Ukraine's Financial Viability In The Midst Of Instability

Ukraine is in a tough spot.  Changing a government's top leaders under conditions of duress is never easy.  Regional divisions along ethnic lines make things obviously more complicated.  The international community stands ready to help keep Ukraine stable.  Let's examine the price of stability.

The World Bank reports that Ukraine's GDP was US$176.3B in 2012.  That's little more than 1% of the US's GDP.  This is a poor country.  The one other World Bank statistic I think is most relevant is Ukraine's current account deficit of -8.1% of GDP in 2013.  I'd need a 2013 GDP figure to make an apples-to-apples estimate of how big that deficit was last year.  The best I can do is review the IMF's first Post Program Monitoring Review for Ukraine dated December 19, 2013, which concluded that Ukraine's economy is under severe stress.

Transparency International ranks Ukraine 144th out of 175 in its Corruption Perceptions Index. That's really bad.  The Heritage Foundation ranks Ukraine 155th out of 178 in its Index of Economic Freedom.  That's really bad, once again.  Throwing relief money into the Ukrainian economy without serious structural reforms along the IMF's guidelines will be a waste of effort.  I believe the finance ministers of the G20 and other global bodies know this and will push for reforms along with their aid packages.

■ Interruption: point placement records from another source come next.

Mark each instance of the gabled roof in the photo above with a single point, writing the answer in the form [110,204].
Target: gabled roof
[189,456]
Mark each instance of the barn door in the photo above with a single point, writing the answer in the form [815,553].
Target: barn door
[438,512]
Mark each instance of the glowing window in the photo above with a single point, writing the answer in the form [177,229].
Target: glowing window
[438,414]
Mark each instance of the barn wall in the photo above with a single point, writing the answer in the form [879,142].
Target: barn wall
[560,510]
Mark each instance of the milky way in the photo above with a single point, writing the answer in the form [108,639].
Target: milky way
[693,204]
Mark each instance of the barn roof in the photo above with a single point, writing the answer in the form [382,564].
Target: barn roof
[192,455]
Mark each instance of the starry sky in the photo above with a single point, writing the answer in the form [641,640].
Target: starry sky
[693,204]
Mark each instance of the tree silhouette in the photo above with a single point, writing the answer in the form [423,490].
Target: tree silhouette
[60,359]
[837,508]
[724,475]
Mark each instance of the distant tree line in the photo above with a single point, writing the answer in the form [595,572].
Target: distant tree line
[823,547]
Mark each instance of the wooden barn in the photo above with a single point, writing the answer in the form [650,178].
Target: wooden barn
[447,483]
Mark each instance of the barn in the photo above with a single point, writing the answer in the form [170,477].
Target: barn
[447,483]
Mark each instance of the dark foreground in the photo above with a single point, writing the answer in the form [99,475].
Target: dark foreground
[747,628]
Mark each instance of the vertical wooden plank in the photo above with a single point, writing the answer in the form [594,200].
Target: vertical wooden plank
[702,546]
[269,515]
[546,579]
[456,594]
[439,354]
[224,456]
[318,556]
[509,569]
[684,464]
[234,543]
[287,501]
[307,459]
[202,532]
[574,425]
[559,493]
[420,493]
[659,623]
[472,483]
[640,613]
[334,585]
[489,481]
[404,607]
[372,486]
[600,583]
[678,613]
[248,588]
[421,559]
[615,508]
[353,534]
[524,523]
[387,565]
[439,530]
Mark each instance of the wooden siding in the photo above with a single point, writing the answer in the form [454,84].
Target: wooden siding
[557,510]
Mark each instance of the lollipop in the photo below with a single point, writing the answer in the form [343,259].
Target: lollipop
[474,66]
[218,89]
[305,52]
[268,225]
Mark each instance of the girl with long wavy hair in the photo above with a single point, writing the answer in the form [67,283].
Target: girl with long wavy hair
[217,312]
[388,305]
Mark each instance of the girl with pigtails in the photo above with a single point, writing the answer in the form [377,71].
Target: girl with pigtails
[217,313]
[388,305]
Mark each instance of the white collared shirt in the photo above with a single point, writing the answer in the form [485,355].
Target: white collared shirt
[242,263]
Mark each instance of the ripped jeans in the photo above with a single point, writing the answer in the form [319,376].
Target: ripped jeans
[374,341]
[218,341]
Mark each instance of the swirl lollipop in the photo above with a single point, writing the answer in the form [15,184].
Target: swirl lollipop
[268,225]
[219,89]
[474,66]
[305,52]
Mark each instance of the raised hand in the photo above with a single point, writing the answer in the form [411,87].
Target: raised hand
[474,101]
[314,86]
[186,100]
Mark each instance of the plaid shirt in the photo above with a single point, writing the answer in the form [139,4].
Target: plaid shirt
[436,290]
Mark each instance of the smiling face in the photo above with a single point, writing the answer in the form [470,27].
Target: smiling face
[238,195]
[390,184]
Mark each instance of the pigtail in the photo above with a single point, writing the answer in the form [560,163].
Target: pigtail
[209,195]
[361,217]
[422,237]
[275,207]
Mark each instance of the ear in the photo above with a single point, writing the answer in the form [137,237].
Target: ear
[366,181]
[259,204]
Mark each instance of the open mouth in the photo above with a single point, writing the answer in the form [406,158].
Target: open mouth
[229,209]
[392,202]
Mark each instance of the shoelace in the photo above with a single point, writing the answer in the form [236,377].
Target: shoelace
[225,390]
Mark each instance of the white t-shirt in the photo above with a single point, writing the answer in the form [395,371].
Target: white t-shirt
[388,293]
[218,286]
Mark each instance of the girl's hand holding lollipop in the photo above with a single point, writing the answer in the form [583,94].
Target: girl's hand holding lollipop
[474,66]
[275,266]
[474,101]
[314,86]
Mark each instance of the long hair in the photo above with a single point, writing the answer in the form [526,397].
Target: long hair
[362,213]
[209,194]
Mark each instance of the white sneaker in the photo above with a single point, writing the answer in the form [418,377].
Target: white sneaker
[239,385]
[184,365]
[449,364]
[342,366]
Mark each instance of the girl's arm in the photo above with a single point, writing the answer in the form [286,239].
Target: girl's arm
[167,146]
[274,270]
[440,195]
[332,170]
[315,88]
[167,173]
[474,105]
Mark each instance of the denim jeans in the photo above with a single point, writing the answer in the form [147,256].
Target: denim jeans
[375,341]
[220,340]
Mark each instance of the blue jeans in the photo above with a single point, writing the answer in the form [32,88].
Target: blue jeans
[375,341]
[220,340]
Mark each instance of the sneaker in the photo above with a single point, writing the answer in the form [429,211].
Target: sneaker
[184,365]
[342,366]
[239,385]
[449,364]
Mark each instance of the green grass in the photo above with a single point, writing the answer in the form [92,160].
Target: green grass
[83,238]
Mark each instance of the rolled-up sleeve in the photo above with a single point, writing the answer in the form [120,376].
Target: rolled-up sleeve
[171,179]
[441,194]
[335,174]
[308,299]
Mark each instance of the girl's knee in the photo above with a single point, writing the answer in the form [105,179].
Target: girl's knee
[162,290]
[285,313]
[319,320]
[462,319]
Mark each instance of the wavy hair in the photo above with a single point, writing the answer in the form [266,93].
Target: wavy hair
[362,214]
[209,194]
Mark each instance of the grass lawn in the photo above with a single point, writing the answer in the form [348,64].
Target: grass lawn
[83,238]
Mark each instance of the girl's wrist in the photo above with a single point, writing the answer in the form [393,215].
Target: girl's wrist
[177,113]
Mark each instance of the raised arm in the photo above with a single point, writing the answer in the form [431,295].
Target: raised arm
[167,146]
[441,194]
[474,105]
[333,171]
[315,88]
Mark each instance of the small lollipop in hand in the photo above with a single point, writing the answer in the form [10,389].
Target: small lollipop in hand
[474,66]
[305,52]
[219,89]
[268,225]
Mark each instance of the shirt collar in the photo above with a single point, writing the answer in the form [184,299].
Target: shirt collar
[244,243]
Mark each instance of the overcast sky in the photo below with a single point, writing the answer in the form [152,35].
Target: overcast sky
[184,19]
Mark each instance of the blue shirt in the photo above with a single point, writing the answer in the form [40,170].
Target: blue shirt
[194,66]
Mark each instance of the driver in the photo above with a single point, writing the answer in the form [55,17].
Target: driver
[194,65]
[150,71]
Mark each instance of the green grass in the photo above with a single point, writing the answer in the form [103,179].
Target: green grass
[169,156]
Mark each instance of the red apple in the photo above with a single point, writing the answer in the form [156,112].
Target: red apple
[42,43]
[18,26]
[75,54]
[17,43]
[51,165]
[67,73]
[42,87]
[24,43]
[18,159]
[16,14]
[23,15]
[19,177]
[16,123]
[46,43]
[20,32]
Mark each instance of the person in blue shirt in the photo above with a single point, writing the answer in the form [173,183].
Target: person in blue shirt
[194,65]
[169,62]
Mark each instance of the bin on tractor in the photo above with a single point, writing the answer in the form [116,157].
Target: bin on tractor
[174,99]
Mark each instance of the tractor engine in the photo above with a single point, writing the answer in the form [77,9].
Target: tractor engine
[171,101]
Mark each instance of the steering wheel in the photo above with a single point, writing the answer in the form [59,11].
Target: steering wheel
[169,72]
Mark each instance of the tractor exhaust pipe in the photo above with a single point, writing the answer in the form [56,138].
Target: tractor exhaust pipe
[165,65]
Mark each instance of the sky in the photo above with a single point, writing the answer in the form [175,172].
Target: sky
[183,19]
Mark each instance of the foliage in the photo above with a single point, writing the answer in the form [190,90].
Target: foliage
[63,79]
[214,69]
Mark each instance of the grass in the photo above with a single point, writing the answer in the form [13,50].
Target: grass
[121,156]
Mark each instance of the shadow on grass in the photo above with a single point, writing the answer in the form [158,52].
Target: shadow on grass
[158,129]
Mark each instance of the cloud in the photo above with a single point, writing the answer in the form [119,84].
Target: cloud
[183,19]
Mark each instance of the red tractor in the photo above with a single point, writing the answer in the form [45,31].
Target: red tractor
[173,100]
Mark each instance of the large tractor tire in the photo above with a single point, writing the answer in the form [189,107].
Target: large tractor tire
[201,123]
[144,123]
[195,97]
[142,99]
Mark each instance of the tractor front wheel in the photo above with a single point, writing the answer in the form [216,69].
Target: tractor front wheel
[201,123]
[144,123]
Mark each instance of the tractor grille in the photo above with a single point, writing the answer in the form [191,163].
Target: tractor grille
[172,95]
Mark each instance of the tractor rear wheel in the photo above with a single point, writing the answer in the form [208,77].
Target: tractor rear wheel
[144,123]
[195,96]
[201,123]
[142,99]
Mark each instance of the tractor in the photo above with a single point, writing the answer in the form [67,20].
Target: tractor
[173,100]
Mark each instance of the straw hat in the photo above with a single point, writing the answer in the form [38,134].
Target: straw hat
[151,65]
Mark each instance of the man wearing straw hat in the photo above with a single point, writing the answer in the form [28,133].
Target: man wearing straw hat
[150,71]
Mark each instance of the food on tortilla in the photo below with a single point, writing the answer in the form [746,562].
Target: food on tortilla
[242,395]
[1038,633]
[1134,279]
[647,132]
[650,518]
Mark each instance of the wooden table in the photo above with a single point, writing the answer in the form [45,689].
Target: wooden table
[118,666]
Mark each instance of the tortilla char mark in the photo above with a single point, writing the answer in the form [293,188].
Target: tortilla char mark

Here's a Cbonds snapshot of Ukraine's macro-level credit status in real time.  Its yield curve is inverted; in the US economy that is usually a sign of an imminent recession.  Contrast that with the prime borrowing rate, which absolutely explodes from single digits to over 20% in less than a month.  Lenders are seriously bidding up the price of capital in Ukraine.  Look at how the US dollar (USD) is appreciating against the Ukrainian hryvnia (UAH); that currency is at a 10-year low.  Any relief package from the US, the EU, and/or Russia needs to move fast to keep this economy on life support.  Reuters reports that Ukraine's foreign reserves have dropped to US$15B.  Contrast this with the IMF's data showing reserves of $20B in December 2013.  The National Bank of Ukraine appears to report currency exchange and interest rate numbers consistent with the open-source data I located above.  Good for them.

The world faces a tough choice in helping Ukraine.  The country is obviously in dire straits and needs foreign cash now to stop the bleeding.  Its governance is so weak that much aid will be wasted unless international monitors are on hand to directly supervise the country's financial management.  I hope the Ukrainian government's finance folks are used to working long hours and weekends.  They'll be busy making sure any aid the country receives is spent well.